Actually, threatening to bomb Iran is not the solution

13 05 2009

Yesterday Dick Cheney was in New York City to watch his daughter, Elizabeth Cheney, debate American diplomacy with Iran with Ambassador Nicholas Burn, Professor at Harvard’s Kennedy School of Government  at the Intelligence Squared Debate.  During the debate, Elizabeth Cheney said, “If they [Iran] believe the threat of military force is on the table that’s frankly the only thing I’ve seen that convinces them they’d better get serious about sanctions.”

At a dinner following the debate, Cheney imparted some of his wisdom, saying that negotiations with Iran are fruitless and simply a way to stall for time, and the only way to achieve success is for President Obama to threaten to bomb Iran.  He said:

“Everybody’s in a giant conspiracy to achieve a different objective than the one we want to achieve.”

Hmm really?  What is this “giant conspiracy”?  And this whole “different objective” schpeal?  What is this about?  Then he said that the negotiations are “bound to fail unless we are perceived as very credible” in threatening military action against Iran.

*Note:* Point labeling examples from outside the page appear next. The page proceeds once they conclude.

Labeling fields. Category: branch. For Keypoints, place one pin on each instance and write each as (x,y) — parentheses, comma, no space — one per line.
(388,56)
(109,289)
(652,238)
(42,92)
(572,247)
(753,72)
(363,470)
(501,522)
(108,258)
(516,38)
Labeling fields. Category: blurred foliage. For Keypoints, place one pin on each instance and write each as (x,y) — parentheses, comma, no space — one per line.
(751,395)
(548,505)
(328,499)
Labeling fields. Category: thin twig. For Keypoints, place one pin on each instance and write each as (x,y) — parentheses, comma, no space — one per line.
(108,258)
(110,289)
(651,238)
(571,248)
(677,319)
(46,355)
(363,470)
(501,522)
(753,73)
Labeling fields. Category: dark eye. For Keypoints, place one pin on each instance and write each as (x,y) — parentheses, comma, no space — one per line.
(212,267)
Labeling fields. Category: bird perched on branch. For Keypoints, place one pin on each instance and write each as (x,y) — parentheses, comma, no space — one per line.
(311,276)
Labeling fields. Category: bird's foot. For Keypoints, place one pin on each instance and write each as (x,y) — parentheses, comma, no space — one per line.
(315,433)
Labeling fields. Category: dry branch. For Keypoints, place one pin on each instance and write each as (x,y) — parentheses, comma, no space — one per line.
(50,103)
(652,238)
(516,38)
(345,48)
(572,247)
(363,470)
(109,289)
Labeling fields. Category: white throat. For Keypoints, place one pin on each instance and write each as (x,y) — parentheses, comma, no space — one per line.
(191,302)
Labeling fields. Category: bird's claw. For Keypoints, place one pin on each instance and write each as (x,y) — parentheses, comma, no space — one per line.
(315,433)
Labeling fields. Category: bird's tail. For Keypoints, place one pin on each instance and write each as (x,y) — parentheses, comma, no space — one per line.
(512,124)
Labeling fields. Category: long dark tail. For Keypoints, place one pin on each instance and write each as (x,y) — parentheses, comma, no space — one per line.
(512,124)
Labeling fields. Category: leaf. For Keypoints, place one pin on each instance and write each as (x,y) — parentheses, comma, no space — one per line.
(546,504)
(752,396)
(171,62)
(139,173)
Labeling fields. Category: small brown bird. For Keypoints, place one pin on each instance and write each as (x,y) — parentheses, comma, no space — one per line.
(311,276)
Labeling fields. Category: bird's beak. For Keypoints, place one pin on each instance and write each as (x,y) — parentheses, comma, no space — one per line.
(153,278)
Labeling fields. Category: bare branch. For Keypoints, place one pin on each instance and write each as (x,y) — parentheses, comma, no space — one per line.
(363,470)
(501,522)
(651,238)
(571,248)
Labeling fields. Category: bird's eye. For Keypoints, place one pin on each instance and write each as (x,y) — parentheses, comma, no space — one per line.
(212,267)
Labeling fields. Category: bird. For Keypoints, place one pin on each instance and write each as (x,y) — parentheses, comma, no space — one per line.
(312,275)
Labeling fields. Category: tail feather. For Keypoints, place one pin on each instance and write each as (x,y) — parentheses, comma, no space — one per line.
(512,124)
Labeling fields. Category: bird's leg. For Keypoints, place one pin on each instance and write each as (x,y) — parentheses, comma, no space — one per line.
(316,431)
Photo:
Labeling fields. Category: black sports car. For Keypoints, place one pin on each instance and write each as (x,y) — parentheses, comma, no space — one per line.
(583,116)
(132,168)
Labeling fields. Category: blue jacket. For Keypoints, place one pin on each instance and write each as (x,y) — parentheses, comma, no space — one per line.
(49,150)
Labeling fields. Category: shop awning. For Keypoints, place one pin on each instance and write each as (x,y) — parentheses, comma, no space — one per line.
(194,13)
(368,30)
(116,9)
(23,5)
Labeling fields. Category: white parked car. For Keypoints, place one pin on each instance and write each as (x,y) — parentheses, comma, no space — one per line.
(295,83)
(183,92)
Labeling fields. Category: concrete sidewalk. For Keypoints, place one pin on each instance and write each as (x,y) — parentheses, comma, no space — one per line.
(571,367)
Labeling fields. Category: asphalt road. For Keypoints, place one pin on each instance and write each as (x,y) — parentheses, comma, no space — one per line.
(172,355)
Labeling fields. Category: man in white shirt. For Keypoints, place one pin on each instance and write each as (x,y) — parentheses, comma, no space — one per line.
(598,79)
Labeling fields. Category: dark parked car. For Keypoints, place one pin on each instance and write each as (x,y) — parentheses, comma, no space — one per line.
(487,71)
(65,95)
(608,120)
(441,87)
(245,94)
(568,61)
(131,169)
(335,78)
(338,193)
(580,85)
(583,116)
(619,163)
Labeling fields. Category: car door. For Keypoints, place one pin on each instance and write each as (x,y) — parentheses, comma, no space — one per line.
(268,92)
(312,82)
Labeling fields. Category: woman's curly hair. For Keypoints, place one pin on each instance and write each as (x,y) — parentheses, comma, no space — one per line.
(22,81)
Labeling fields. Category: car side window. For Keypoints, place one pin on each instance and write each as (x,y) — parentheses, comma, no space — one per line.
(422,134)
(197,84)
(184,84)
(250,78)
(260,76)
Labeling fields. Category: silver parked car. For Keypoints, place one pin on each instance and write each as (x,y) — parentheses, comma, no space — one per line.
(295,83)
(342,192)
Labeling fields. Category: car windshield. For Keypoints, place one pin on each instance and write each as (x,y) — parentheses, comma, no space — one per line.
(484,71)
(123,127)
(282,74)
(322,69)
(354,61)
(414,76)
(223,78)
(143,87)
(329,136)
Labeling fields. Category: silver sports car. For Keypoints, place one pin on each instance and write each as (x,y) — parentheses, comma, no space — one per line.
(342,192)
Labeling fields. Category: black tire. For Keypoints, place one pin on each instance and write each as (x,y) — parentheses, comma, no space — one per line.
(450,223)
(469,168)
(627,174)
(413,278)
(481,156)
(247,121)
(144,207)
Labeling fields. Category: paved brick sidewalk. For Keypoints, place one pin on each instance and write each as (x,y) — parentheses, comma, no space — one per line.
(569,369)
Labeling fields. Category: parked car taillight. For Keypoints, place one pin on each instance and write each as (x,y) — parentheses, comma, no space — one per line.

Take diplomacy and negotiation advice from Dick Cheney, quite the pro y’know – making a realistic military threat to advance one’s own interests is not only legitimate, but the only way for negotiations to succeed.  Hmph.  Let us revisit the United Nations Charter.  Article 2.3 states:

All Members shall settle their international disputes by peaceful means in such a manner that international peace and security, and justice, are not endangered.

Something tells me that threatening to bomb Iran goes against this Article… Perhaps the U.S. should try actual diplomacy instead of preemptive military force or threatening to blow up a country and kill innocent civilians.  Thank goodness Cheney isn’t in office any more.



One response

13 05 2009

You or I may not like it, but Cheney is, to a large extent, correct in assertion that only the creditably threat of overwhelming force will cause Iran to negotiate seriously and in something vaguely resembling good faith. The Iranian government – that would be the Ayatollahs as opposed to the elected shills – holds onto their power by being the US’ enemy; they cannot negotiate with us and keep their own power base intact.

Sometimes I actually wonder if the rhetoric coming out of Iran is a push towards the scenario where the US “forces” Iran to do what’s best for it and the world. That would allow the Ayatollahs and their officials to keep painting America as the “Great Shaitan” who forced and bullied them into a compliance that they may have actually wanted all along.